Dass man das Programm auch in Zukunft unterstützen möchte, ist für Dalli schon heute klar: «‹chili› leistet einen grossen Beitrag zu einer friedlicheren Gesellschaft. Dies ist uns ein wichtiges Anliegen.» Aber «chili» allein reicht nicht. Auch die Lehrerinnen und Lehrer sind gefordert und müssen das einmal Gelernte immer wieder mit den Schülerinnen und Schülern einüben.

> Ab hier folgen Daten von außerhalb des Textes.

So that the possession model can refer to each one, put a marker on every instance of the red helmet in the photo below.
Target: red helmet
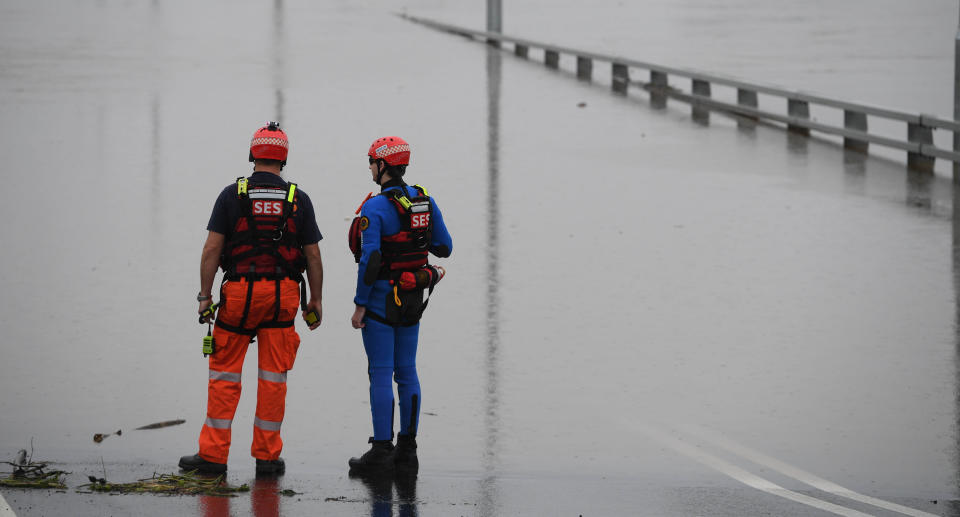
(269, 143)
(392, 149)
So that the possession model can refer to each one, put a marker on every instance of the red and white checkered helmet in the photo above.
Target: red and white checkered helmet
(392, 149)
(269, 143)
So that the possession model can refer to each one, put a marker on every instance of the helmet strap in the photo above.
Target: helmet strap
(381, 170)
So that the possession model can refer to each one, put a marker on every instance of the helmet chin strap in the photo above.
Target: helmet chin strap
(380, 171)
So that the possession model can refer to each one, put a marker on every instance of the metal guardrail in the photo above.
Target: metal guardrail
(921, 151)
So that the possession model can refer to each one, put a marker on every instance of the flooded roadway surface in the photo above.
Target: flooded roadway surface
(643, 314)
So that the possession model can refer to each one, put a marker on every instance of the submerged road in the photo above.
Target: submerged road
(643, 315)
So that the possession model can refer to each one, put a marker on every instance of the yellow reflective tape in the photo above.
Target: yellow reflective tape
(290, 193)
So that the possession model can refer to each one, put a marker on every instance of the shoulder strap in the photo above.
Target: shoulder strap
(242, 187)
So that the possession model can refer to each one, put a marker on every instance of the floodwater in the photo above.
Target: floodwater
(643, 314)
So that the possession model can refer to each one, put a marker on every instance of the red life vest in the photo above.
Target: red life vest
(264, 242)
(407, 249)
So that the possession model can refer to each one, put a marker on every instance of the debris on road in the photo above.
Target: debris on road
(27, 474)
(99, 437)
(170, 484)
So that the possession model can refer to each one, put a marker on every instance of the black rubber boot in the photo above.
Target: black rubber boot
(271, 467)
(405, 454)
(379, 459)
(195, 462)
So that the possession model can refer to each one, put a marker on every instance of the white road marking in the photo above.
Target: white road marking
(800, 475)
(747, 478)
(5, 510)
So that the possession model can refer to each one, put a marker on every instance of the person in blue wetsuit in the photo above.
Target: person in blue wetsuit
(391, 240)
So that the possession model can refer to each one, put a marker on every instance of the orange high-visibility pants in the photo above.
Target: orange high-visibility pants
(276, 351)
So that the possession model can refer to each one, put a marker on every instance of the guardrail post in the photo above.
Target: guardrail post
(923, 135)
(700, 113)
(551, 58)
(747, 98)
(798, 109)
(658, 89)
(584, 68)
(621, 78)
(855, 120)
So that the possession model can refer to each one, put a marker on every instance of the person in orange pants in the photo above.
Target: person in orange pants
(264, 235)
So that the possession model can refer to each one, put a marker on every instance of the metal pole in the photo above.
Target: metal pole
(494, 16)
(956, 100)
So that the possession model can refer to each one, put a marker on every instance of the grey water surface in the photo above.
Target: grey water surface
(638, 304)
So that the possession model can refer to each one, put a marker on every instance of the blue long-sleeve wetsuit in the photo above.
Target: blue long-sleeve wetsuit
(391, 350)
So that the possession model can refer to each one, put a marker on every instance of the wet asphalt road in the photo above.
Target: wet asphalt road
(643, 316)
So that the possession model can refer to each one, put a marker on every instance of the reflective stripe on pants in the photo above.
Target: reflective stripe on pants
(276, 352)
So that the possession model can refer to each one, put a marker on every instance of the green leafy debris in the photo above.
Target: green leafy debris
(33, 475)
(189, 483)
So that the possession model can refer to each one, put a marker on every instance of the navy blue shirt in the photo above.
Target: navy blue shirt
(226, 211)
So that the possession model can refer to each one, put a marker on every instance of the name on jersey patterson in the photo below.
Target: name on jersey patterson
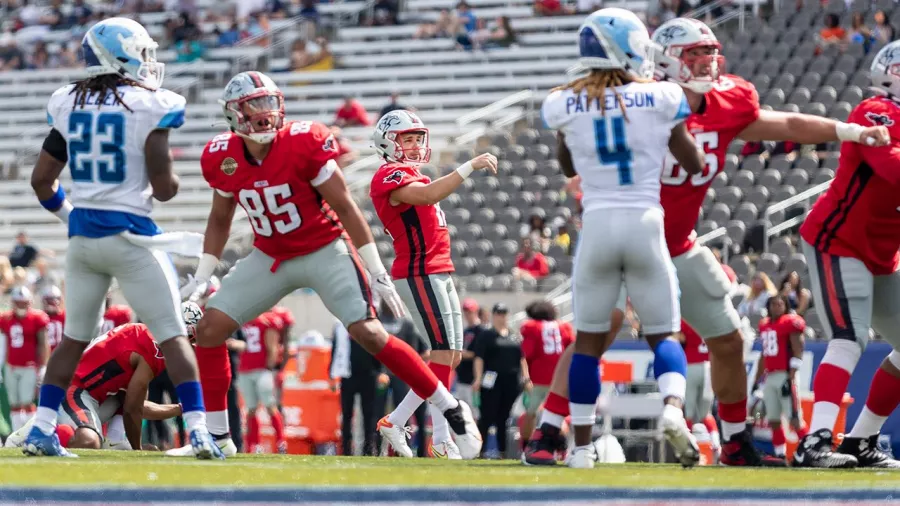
(581, 104)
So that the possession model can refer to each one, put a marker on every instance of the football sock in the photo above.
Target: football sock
(831, 380)
(48, 405)
(584, 388)
(409, 367)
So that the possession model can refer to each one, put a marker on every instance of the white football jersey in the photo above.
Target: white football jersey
(619, 158)
(106, 144)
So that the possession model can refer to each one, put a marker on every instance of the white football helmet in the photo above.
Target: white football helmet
(696, 73)
(253, 106)
(386, 138)
(885, 71)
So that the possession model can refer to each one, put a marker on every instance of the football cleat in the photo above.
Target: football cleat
(739, 451)
(545, 447)
(446, 450)
(466, 433)
(814, 450)
(396, 437)
(226, 446)
(38, 444)
(867, 452)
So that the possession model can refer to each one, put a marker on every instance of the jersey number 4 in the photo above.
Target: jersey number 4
(88, 164)
(258, 203)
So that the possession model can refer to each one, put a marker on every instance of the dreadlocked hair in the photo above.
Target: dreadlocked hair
(103, 85)
(596, 83)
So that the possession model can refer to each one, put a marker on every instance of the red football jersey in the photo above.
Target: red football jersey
(694, 348)
(105, 368)
(728, 109)
(21, 336)
(776, 340)
(54, 329)
(289, 217)
(420, 234)
(859, 215)
(254, 358)
(542, 344)
(115, 316)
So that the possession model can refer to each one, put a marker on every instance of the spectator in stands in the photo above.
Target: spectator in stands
(537, 230)
(352, 113)
(23, 253)
(797, 296)
(11, 57)
(531, 265)
(753, 306)
(443, 27)
(499, 368)
(883, 31)
(832, 34)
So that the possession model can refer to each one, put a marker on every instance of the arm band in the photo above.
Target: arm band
(55, 146)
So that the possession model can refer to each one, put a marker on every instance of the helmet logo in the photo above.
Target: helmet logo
(395, 177)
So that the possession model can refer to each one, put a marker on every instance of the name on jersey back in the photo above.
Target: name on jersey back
(581, 104)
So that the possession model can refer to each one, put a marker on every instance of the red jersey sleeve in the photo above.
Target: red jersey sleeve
(883, 160)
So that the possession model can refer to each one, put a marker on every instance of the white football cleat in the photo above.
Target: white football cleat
(446, 450)
(225, 445)
(396, 437)
(582, 457)
(680, 437)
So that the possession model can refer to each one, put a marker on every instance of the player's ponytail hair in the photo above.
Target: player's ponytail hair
(103, 85)
(596, 83)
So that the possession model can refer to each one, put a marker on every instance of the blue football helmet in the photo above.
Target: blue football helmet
(122, 46)
(615, 38)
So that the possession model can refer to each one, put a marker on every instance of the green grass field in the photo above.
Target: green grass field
(151, 469)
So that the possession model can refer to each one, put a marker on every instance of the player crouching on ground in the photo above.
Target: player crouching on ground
(125, 360)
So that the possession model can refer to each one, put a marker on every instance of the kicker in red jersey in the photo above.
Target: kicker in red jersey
(542, 344)
(420, 234)
(859, 215)
(256, 355)
(728, 109)
(289, 217)
(22, 336)
(105, 368)
(776, 340)
(694, 348)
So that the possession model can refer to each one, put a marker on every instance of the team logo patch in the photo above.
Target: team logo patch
(879, 119)
(229, 165)
(395, 177)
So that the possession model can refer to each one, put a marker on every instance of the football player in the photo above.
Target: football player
(408, 204)
(284, 175)
(614, 125)
(112, 129)
(25, 329)
(851, 240)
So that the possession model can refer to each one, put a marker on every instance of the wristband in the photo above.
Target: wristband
(206, 267)
(848, 131)
(369, 254)
(465, 170)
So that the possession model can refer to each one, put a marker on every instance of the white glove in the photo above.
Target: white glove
(386, 290)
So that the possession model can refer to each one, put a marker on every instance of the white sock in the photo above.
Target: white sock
(583, 414)
(45, 420)
(824, 416)
(115, 431)
(216, 422)
(731, 428)
(442, 399)
(672, 384)
(440, 430)
(405, 409)
(196, 420)
(868, 424)
(553, 419)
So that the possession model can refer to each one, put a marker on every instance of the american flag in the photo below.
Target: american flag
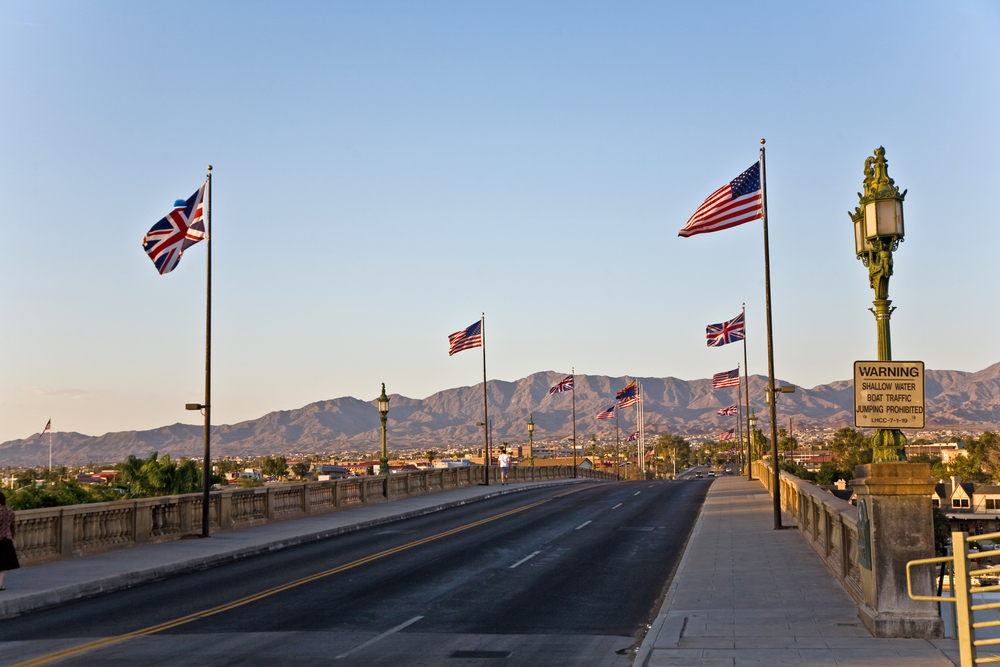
(565, 385)
(726, 379)
(733, 204)
(628, 396)
(725, 332)
(167, 240)
(466, 339)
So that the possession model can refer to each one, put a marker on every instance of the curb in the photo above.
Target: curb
(61, 595)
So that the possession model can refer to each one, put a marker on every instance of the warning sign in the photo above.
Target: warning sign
(889, 394)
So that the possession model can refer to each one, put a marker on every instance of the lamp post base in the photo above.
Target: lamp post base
(888, 445)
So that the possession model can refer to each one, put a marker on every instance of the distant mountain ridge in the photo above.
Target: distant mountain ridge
(954, 399)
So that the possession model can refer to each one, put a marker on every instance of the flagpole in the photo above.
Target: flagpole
(207, 473)
(776, 484)
(739, 411)
(573, 373)
(486, 419)
(746, 377)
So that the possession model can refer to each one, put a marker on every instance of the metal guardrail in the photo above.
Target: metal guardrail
(962, 588)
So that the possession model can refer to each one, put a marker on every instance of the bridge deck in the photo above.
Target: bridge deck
(746, 594)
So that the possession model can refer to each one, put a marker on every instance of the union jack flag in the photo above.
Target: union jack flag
(167, 240)
(466, 339)
(565, 385)
(628, 396)
(726, 379)
(725, 332)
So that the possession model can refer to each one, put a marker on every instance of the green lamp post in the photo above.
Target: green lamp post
(878, 231)
(383, 412)
(531, 431)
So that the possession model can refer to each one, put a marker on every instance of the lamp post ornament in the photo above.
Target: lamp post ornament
(383, 411)
(878, 231)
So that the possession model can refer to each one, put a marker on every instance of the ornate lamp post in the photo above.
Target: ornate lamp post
(383, 412)
(878, 231)
(531, 432)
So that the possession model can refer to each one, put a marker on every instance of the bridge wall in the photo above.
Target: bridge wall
(55, 533)
(829, 524)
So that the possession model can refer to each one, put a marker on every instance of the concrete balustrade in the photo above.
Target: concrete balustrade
(55, 533)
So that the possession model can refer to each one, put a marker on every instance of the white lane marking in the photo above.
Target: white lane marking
(524, 560)
(381, 636)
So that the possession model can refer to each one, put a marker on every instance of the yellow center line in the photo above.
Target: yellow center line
(108, 641)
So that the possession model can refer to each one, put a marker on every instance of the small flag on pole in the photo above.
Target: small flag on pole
(726, 379)
(725, 332)
(565, 385)
(733, 204)
(167, 240)
(466, 339)
(628, 396)
(607, 414)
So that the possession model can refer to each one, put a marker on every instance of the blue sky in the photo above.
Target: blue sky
(385, 171)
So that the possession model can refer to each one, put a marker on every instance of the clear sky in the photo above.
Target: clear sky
(385, 171)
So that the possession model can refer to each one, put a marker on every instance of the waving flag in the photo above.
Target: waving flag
(565, 385)
(726, 379)
(607, 414)
(726, 332)
(466, 339)
(167, 240)
(733, 204)
(628, 396)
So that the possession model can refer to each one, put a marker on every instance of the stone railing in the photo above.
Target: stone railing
(49, 534)
(828, 523)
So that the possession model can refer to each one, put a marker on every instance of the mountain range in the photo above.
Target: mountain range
(954, 400)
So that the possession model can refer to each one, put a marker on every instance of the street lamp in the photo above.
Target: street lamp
(531, 432)
(383, 412)
(878, 231)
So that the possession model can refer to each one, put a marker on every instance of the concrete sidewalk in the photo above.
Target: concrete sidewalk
(32, 588)
(746, 594)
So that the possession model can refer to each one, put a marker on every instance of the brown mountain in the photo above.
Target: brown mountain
(954, 400)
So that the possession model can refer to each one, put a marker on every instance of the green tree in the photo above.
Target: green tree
(274, 466)
(850, 448)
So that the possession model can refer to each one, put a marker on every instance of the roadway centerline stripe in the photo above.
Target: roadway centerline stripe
(385, 634)
(108, 641)
(524, 560)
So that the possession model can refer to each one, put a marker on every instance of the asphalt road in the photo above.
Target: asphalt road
(559, 576)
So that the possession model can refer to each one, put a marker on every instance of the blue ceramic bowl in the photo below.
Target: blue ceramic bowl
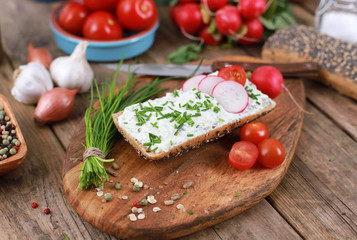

«Es reicht natürlich nicht, dass die «chili»-Trainer ihren Job machen und das war’s», insistiert Tanja Brogli. «Man muss die von den ‹chili›-Coaches geleistete Vorarbeit im Unterricht weiterführen. Darum baue ich regelmässig kleine ‹chili›-Übungen in den Unterricht ein. Auf diese Weise profitieren alle weit über das eigentliche Training hinaus.» Dabei konzentriert sich das Training an der Schule im beschaulichen Lampenberg im Baselland mit seinen knapp 500 Einwohnern auf ausserdigitale Konflikte. «Wir haben noch kein ‹Digitaltraining› in Anspruch genommen, da es bei uns glücklicherweise noch kein dringendes Thema ist. Ich bin überzeugt, dass dies nicht zuletzt eine der positiven Folgen des ‹chili›-Trainings ist», unterstreicht Tanja Brogli.